WASHINGTON -- The nation's unemployment rate climbed to 5.8 percent in December, highest in more than six years, as businesses cut 124,000 jobs and the year ended with the job market in the depths of recession.
The unemployment rate was up 0.2 percentage points from a revised 5.6 percent in November, the Labor Department reported today. Since the recession began in March, businesses have slashed 1.4 million jobs -- and 1.1 million in the last four months of the year.
December's loss of 124,000 jobs reflected continued declines in manufacturing, retail, air transportation and temporary employment services. But the hemorrhaging slowed somewhat last month. Job losses had averaged about 400,000 a month in October and November.
The last time the nation's unemployment rate stood at 5.8 percent was March 1995. It hit 5.9 percent in September 1994.
But 2001 was a particularly bad year for manufacturing, which shed 1.3 million jobs -- or about 7 percent of its work force. Many manufacturing companies lost more than one in 10 of their workers last year, mainly in furniture, metals, industrial machinery, textiles and apparel.
A sliver of hope for manufacturing appeared in December's employment report, as the factory workweek increased by 0.4 hour to 40.7 hours and factory overtime rose 0.2 hour to 3.9 hours.
December declines also were heavy in retail with 77,000 job cuts, particularly at general merchandise stores and retailers such as toy stores and jewelry stores, both of which fell short of their typical holiday hiring.
Those declines were tempered slightly by job gains in auto dealerships as free financing beckoned customers. During 2001 retail had added 200,000 jobs by July, but losses since then have left employment down by 73,000 during the year.
Air transportation, which continues to be socked by weakened demand since the terrorist attacks, lost 26,000 jobs. There also were sizable losses in communications and public utilities.
The job market will be one of the last signs of recovery if, as analysts project, the nation emerges from recession sometime next year. The unemployment rate probably will continue to rise in the next few months because companies will be reluctant to hire back workers.
Many economists predict the jobless rate will top out at around 6.5 percent by June or July, plateau for a while, and start going down in the fall or winter.
To revive the economy, the Federal Reserve cut interest rates 11 times in 2001. Analysts generally expect those rate reductions will help the economy stage a recovery by the spring.
Signs of a bottoming out already have appeared.

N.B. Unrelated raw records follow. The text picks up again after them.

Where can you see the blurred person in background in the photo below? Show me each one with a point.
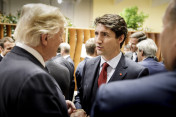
(146, 56)
(134, 39)
(26, 88)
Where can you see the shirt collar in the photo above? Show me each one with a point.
(2, 55)
(35, 53)
(66, 56)
(113, 62)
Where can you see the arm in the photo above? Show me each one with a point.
(40, 95)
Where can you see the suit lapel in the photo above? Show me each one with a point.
(91, 75)
(120, 71)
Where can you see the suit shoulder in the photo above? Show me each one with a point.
(133, 64)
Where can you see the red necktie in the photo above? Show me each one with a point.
(103, 75)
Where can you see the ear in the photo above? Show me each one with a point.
(121, 38)
(1, 49)
(44, 39)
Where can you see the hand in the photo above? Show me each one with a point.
(71, 107)
(79, 113)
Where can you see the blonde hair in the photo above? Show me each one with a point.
(37, 19)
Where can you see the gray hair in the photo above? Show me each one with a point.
(37, 19)
(90, 46)
(5, 39)
(148, 47)
(139, 35)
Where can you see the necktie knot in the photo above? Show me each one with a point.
(105, 65)
(103, 75)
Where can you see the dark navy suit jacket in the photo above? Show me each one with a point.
(26, 89)
(153, 66)
(149, 96)
(126, 69)
(0, 58)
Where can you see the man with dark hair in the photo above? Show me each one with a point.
(154, 95)
(111, 65)
(134, 39)
(6, 44)
(146, 56)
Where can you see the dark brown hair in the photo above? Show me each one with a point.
(115, 22)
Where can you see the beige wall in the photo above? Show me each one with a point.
(156, 12)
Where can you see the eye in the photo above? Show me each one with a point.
(105, 34)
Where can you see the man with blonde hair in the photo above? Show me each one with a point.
(154, 95)
(6, 44)
(26, 88)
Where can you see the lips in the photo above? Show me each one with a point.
(99, 47)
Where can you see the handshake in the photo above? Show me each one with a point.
(79, 113)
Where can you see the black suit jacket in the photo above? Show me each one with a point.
(86, 95)
(26, 89)
(1, 58)
(61, 74)
(154, 95)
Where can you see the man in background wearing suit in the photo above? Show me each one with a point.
(134, 39)
(64, 49)
(6, 44)
(154, 95)
(90, 53)
(26, 88)
(65, 52)
(110, 34)
(52, 65)
(61, 74)
(146, 56)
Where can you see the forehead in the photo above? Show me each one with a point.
(102, 28)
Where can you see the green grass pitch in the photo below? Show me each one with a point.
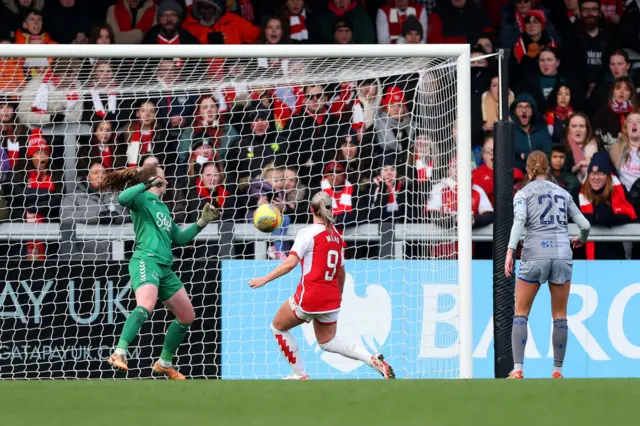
(327, 403)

Reports released last week showed consumer confidence rebounded in December, home sales surged in November and demand for many big-ticket items posted gains in November.
Adding to that good news, the Commerce Department said in a report released Thursday that construction activity rose by a solid 0.8 percent in November, led by a sharp increase in spending on big government projects. Commercial projects, including hotels and industrial complexes, by private builders also posted gains.
For December job growth in services and government helped offset the overall employment decline, the new Labor Department report said. Service employment grew by 72,000, and hospitals, home health care and private education had the largest gains. In government, job gains totaled 63,000.
Temporary employment firms continued to lay off workers, cutting 55,000 positions in December. The industry has shed 688,000 jobs since September 2000, or 19 percent of its employment.
Overall, the proportion of the nation's population holding a job last month edged down to 63 percent compared with 64.5 percent in December 2000.